Since about 2005 I’ve kicked around this phrase: “Sustainability reporting is like taking the blinders off our great beasts – helping our institutions see that eliminating harms and improving societal and environmental conditions is actually in their own interest.” It took (what I perceived to be) a positive reaction from one of the respected authorities at the Boston Security Analysts Society‘s recent conference on sustainable investing to get me to “put this out there.”

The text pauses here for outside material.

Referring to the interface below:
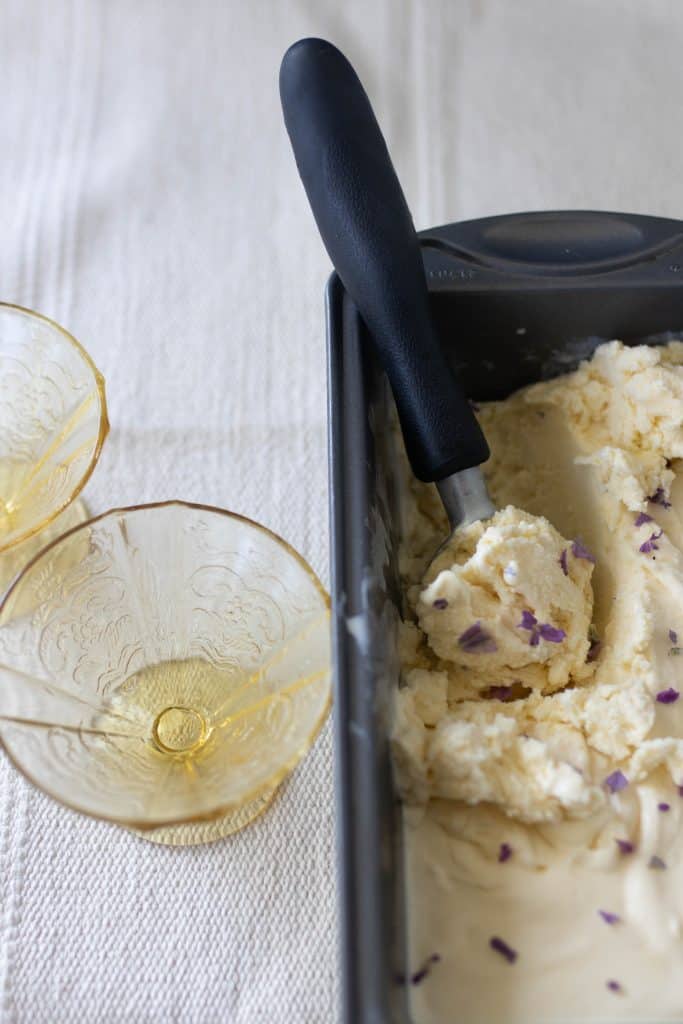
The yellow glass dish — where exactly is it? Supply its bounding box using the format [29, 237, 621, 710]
[0, 502, 331, 845]
[0, 302, 108, 563]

This analogy is an apt one. Maybe it’s even useful. Consider using it the next time we’re asked: “what, really, is the ultimate goal you hope to achieve with sustainability reporting?” Here’s why you might like it:
Under law, an old and accepted idea is that an organization is treated as a single person – a concept that dates back at least to Roman times and facilitates things like contracting (i.e., an agreement can be made with an organization that may outlast any single human representative; of course, treating a corporation as a person in every context – e.g., constitutional or campaign finance law in the U.S. – may not be desirable).

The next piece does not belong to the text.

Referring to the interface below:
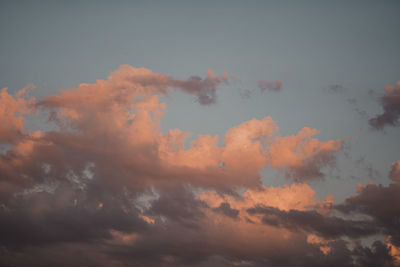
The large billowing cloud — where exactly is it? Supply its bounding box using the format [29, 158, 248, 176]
[0, 66, 398, 266]
[369, 81, 400, 130]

Yet clearly, whether we consider public entities or private corporations, due to their vast size and power and durability, and despite management’s best efforts to steer them well, they can have an unwieldy tendency to sometimes trample over other interests and do harm – the analogy of an enormously industrious (but potentially lumbering and damaging) beast therefore comes to mind as a more appropriate metaphor.
The blinders in our analogy above – especially in the case of for-profit corporations – is the legal mandate of “putting the interests of the corporation and shareholders first” and the duty to report financial results quarterly and annually. Disciplined focus is a virtue. But it can make the best of us (willfully or unintentionally) blind to side effects of our actions, especially if negative side effects are diffuse and felt over longer periods of time.

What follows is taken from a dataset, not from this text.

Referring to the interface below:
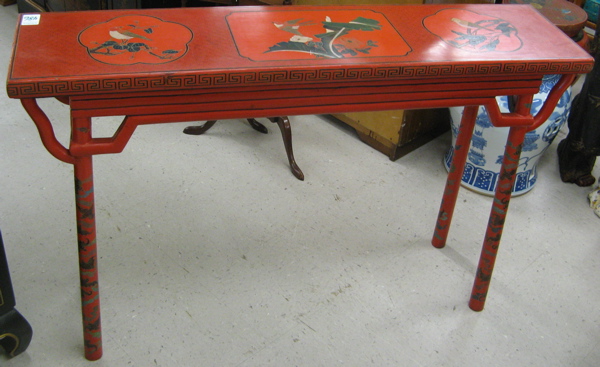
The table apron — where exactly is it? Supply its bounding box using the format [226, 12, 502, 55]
[69, 85, 540, 119]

When we consider Enron, Lehman Brothers, BP, Monsanto, or VW, or any of the plethora of examples of harmful and costly corporate malfeasance or negligence, it’s clear that actually what you don’t know (or fail to monitor and control) can kill. Or at least cost billions of dollars. Or lead to your own organization’s collapse. Or to creating an enormous economic, environmental, or societal hazard.
Sustainability reporting functions as “taking the blinders off the beast” because the practice encourages an organization and its leaders to find out what matters to all those upon whom it has an effect and to consider the environmental, societal, and economic side effects of its functioning, in addition to evaluating and describing its governance.
By systematically and regularly quantifying those side effects and publishing performance metrics and plans for their improvement, the ultimate aim is to help the organization eliminate negative side effects, and ultimately to even see that its best profit-making opportunities may be related to solving problems.
So, to paraphrase the quote above and re-cap: sustainability reporting is like “taking the blinders off our beasts to help them see their long-term success as aligned with solving problems and improving societal and environmental conditions.” Please feel free to comment if you agree, disagree, or would restate this. Thanks!